Nie byłam nigdy typem kolekcjonera. Zbieracza, chomika zachowujące wszystko bez wyraźnego porządku "bo się przyda" - owszem. Jakiś czas zbierała pocztówki z kotami, ale niewiele z tego wyszło.
Od przedmiotów wolę kolekcjonować przeżycia. Łapać wrażenia i zapisywać je w pamięci. Być w ruchu, by doznawać oraz doznawać, by przeżywać. Smaki, zapachy, widoki i zapisane w nich emocje. Nie zatrzymywać się, by nie dawać sobie szansy znudzenia. Czasem gnać za wrażeniem i emocją na złamanie karku, czasem spacerować wolno wśród łagodnych bodźców. Dać sobie szansę na przeżycie własnego życia, na jego pełne, dogłębne doświadczenie.
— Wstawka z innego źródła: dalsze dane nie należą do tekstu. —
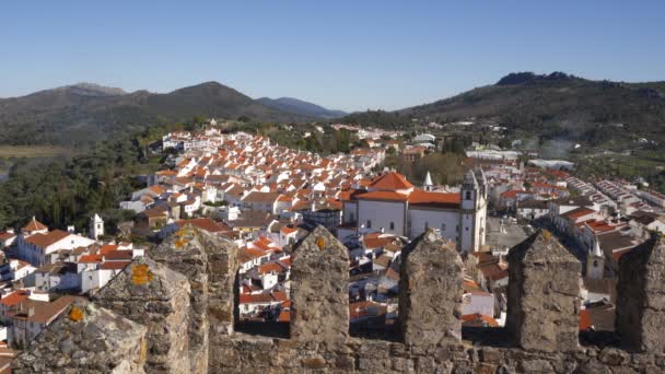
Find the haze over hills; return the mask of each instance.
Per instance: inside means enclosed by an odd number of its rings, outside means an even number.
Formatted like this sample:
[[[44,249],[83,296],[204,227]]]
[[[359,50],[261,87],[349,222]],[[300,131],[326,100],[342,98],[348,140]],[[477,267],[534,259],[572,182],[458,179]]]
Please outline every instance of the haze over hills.
[[[665,140],[665,82],[592,81],[565,73],[511,73],[450,98],[395,112],[354,113],[295,98],[253,100],[217,82],[173,91],[127,93],[80,83],[0,100],[0,144],[85,145],[154,122],[195,116],[256,121],[337,121],[384,127],[492,118],[513,130],[569,139],[653,137]],[[621,130],[603,126],[621,124]]]
[[[454,121],[493,118],[511,129],[583,138],[603,125],[621,124],[608,135],[665,138],[665,82],[592,81],[561,72],[511,73],[495,84],[396,112],[351,114],[346,122],[393,126],[412,118]]]
[[[257,102],[269,106],[271,108],[293,113],[302,116],[310,117],[318,117],[318,118],[338,118],[348,115],[348,113],[342,110],[331,110],[324,108],[320,105],[316,105],[313,103],[304,102],[302,100],[293,98],[293,97],[279,97],[279,98],[270,98],[270,97],[260,97],[256,100]]]
[[[155,121],[195,116],[303,122],[316,118],[268,107],[217,82],[160,94],[126,93],[96,84],[75,84],[0,100],[0,144],[78,147]]]

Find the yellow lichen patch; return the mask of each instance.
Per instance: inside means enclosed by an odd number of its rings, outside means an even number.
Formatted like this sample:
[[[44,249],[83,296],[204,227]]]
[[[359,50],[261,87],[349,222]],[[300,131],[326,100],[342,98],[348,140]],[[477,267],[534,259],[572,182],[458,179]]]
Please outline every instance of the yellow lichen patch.
[[[145,284],[152,280],[152,271],[148,265],[136,265],[131,271],[131,281],[135,284]]]
[[[69,311],[69,319],[73,322],[80,322],[83,319],[83,311],[80,307],[74,306]]]
[[[148,359],[148,342],[145,341],[145,338],[141,338],[141,352],[140,352],[140,357],[139,357],[139,361],[141,363],[145,362],[145,359]]]
[[[178,239],[175,241],[175,243],[173,244],[176,248],[180,249],[182,247],[185,246],[185,244],[187,244],[187,239],[180,237]]]
[[[191,236],[194,236],[196,234],[196,232],[187,226],[176,231],[174,233],[176,241],[174,242],[174,246],[179,249],[182,247],[185,246],[185,244],[187,244],[190,239]]]

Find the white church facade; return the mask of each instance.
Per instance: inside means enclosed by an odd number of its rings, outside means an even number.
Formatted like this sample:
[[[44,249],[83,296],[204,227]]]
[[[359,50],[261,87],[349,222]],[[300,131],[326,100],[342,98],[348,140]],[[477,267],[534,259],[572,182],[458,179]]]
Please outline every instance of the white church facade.
[[[466,174],[459,192],[431,190],[428,174],[423,188],[401,174],[389,172],[366,189],[342,196],[342,224],[338,237],[381,231],[415,238],[428,229],[455,242],[459,252],[477,252],[485,245],[487,180],[481,170]]]

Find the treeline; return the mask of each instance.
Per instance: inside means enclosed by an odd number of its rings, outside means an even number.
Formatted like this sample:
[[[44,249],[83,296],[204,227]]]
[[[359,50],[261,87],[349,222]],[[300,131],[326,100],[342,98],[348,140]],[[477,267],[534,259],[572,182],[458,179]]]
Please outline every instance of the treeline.
[[[409,162],[398,155],[388,155],[385,166],[395,168],[404,174],[407,179],[420,186],[430,172],[432,183],[440,185],[456,186],[464,179],[468,165],[464,163],[464,155],[459,153],[428,153],[416,162]]]
[[[83,230],[95,212],[108,229],[131,220],[132,214],[118,209],[118,203],[143,187],[133,176],[160,167],[162,155],[151,154],[148,144],[172,128],[148,127],[102,142],[85,155],[19,160],[10,168],[8,180],[0,184],[0,230],[19,229],[33,215],[51,229],[75,225]]]

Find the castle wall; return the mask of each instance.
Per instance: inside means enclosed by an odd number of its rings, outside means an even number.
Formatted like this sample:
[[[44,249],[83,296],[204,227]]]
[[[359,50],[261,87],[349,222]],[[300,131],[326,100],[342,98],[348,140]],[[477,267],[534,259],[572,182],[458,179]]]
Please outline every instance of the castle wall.
[[[194,278],[189,279],[189,305],[177,304],[180,306],[174,308],[173,314],[166,313],[173,316],[166,319],[168,324],[182,320],[178,316],[189,320],[185,324],[189,337],[170,338],[186,339],[188,344],[170,341],[168,347],[175,347],[176,352],[168,357],[189,360],[190,372],[665,372],[660,334],[665,316],[661,303],[665,294],[662,290],[665,244],[661,238],[645,243],[621,260],[618,290],[619,293],[629,290],[630,294],[625,294],[617,305],[620,347],[611,339],[600,341],[593,336],[585,337],[585,344],[578,343],[579,285],[575,283],[580,264],[562,252],[565,249],[547,232],[538,232],[513,248],[508,327],[462,329],[462,339],[457,336],[459,322],[453,318],[459,304],[462,262],[458,254],[447,248],[433,231],[405,248],[404,291],[399,295],[404,328],[400,335],[388,340],[349,336],[348,299],[343,297],[348,292],[349,260],[343,247],[323,227],[317,227],[294,248],[292,282],[300,284],[294,284],[293,304],[300,304],[300,308],[293,311],[295,323],[288,338],[234,330],[234,314],[229,305],[234,303],[232,280],[237,269],[237,248],[229,245],[230,242],[191,227],[170,241],[155,254],[162,259],[179,258],[180,262],[168,262],[190,271]],[[299,256],[302,257],[299,259]],[[137,261],[140,259],[133,264]],[[155,269],[159,280],[177,278],[161,272],[159,267]],[[208,278],[201,277],[203,273]],[[192,283],[192,279],[200,283]],[[114,282],[116,279],[109,284]],[[167,283],[185,284],[183,281]],[[143,287],[148,290],[152,285]],[[207,299],[199,297],[200,290],[207,290]],[[147,305],[174,306],[175,300],[183,300],[180,292],[160,294],[161,302],[151,304],[148,293]],[[303,305],[315,307],[316,313],[307,307],[303,309]],[[147,334],[154,325],[138,324],[94,304],[82,311],[83,317],[72,316],[71,311],[61,316],[14,360],[12,367],[19,373],[75,373],[91,367],[114,373],[131,370],[140,373],[143,369],[160,372],[143,364],[154,354],[147,351],[147,347],[155,347],[154,335]],[[203,331],[207,334],[201,334],[201,327],[196,325],[201,319],[209,322],[205,325],[209,326],[209,330]],[[109,324],[110,320],[121,324],[122,328]],[[262,332],[270,332],[269,325]],[[192,344],[197,339],[199,343]],[[73,346],[68,348],[67,341]],[[202,351],[206,354],[201,354]]]

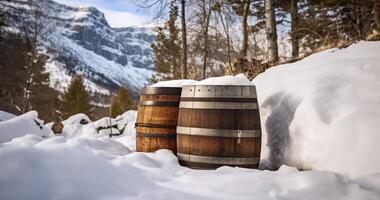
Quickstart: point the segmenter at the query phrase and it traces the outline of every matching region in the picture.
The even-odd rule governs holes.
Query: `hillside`
[[[361,41],[256,77],[261,165],[357,177],[380,170],[380,42]]]

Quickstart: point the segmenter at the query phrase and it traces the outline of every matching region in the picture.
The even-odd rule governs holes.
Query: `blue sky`
[[[94,6],[101,10],[112,27],[151,26],[149,9],[138,6],[141,0],[55,0],[72,6]]]

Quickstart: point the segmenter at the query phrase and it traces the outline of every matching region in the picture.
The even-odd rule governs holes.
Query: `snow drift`
[[[7,116],[11,117],[11,115]],[[45,128],[44,122],[38,119],[36,111],[30,111],[20,116],[13,116],[13,118],[6,121],[0,121],[0,144],[27,134],[40,137],[47,137],[50,134],[50,131]]]
[[[262,167],[380,171],[380,42],[330,49],[256,77]]]

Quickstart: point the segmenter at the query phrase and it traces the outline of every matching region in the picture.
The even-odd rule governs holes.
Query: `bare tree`
[[[233,48],[233,47],[232,47],[232,44],[231,44],[231,37],[230,37],[230,24],[228,22],[228,21],[231,21],[231,20],[225,19],[226,15],[228,14],[228,12],[225,10],[224,7],[225,6],[223,6],[220,2],[218,2],[217,6],[216,6],[216,9],[218,11],[220,22],[222,23],[223,32],[226,35],[228,69],[231,72],[231,74],[235,75],[235,72],[232,69],[232,58],[231,58],[232,49],[231,48]]]
[[[298,41],[298,5],[297,0],[290,0],[290,15],[291,15],[291,38],[292,38],[292,57],[299,56],[299,41]]]
[[[248,15],[249,15],[249,6],[251,5],[251,1],[243,2],[243,17],[241,21],[242,26],[242,35],[243,35],[243,43],[240,52],[241,57],[246,57],[248,52]]]
[[[207,59],[210,54],[209,47],[209,26],[210,26],[210,18],[211,12],[214,6],[213,0],[201,0],[200,2],[201,8],[201,30],[202,30],[202,50],[203,50],[203,65],[202,65],[202,79],[206,78],[206,68],[207,68]]]

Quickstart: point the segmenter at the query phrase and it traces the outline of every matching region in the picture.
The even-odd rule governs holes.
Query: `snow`
[[[35,111],[15,117],[36,118]],[[169,150],[133,152],[124,143],[135,137],[136,111],[111,119],[124,133],[99,135],[85,114],[63,121],[76,134],[27,134],[0,143],[0,199],[368,199],[380,197],[380,173],[352,179],[334,172],[278,171],[221,167],[192,170]],[[8,122],[6,121],[6,122]],[[4,122],[0,122],[4,123]],[[18,120],[9,131],[24,121]],[[0,126],[0,132],[4,129]],[[129,141],[130,142],[130,141]],[[132,139],[132,142],[135,142]],[[128,142],[127,142],[128,143]],[[135,147],[134,147],[135,148]]]
[[[262,168],[380,172],[380,42],[330,49],[256,77]]]
[[[16,117],[16,115],[0,110],[0,122],[7,121],[7,120],[12,119],[14,117]]]
[[[244,74],[236,76],[211,77],[199,81],[195,85],[253,85]]]
[[[5,112],[2,111],[1,113],[4,114]],[[49,135],[49,131],[43,126],[43,121],[38,119],[36,111],[30,111],[12,119],[0,121],[0,143],[9,142],[13,138],[27,134],[40,137]]]
[[[360,42],[254,79],[261,167],[276,171],[193,170],[169,150],[134,152],[136,111],[95,122],[77,114],[60,135],[31,111],[0,122],[0,199],[380,199],[379,50]],[[196,84],[253,84],[242,76]],[[123,134],[97,133],[109,120]]]
[[[198,81],[190,79],[160,81],[148,87],[183,87],[184,85],[194,85],[197,82]]]

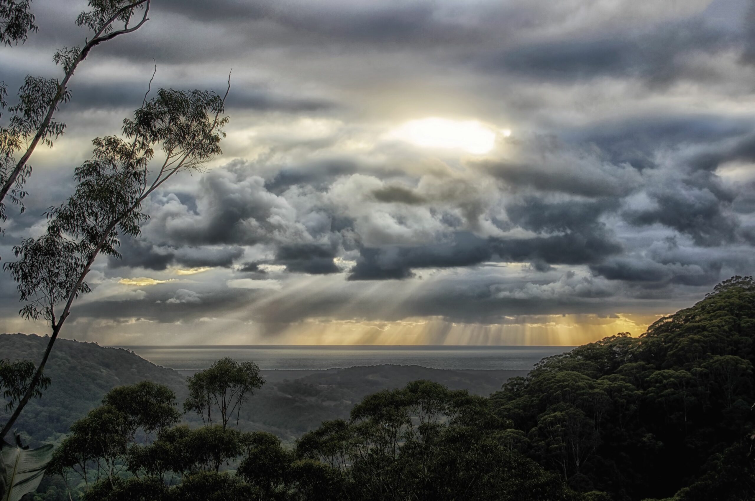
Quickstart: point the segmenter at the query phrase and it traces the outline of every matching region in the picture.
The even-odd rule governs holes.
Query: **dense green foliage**
[[[750,499],[755,283],[543,360],[492,401],[511,445],[614,499]]]
[[[48,338],[0,334],[0,352],[11,360],[39,360]],[[94,343],[59,340],[45,373],[49,387],[42,398],[29,401],[16,423],[24,443],[57,443],[71,425],[99,404],[105,394],[122,385],[150,380],[168,386],[179,398],[186,395],[184,378],[125,349]],[[7,410],[0,407],[0,423]]]

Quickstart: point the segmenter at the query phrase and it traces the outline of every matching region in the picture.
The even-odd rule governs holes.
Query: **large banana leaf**
[[[5,467],[5,493],[2,501],[19,501],[24,494],[37,490],[54,448],[52,444],[48,444],[38,449],[23,450],[3,441],[0,463]]]

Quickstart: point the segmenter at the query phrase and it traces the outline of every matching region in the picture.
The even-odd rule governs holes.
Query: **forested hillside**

Już nie trwam w równowadze, obecnie to trwanie byłoby tylko ułudą. Falująca rzeczywistość umożliwia utrzymanie równowagi, harmonii tylko poprzez ruch - arytmiczny, niesynchroniczny ruch. Zmianę miejsc, czasów i innych pozornych stałych.
Zbieram, wrzucam do pamięci kolejne wspólne momenty, ulotne chwile. Pamiętam zapach, który dawno już zwietrzał, nie umiem go opisać, ale czując, wracam momentalnie do tego, z czym się wiązał. Pamiętam drobiazgi, szczegóły - fakturę skóry, zmarszczkę, która pojawia się w czasie uśmiechu, kolor nieba, wystające obojczyki. Momenty wzruszenia, gdy na nowo zaczynam czuć się istotna.
Jestem szczęśliwa. Mam plany i marzenia, mam do czego dążyć. Jest pięknie.
Jestem szczęśliwa. Mam plany i marzenia, mam do czego dążyć. Jest pięknie.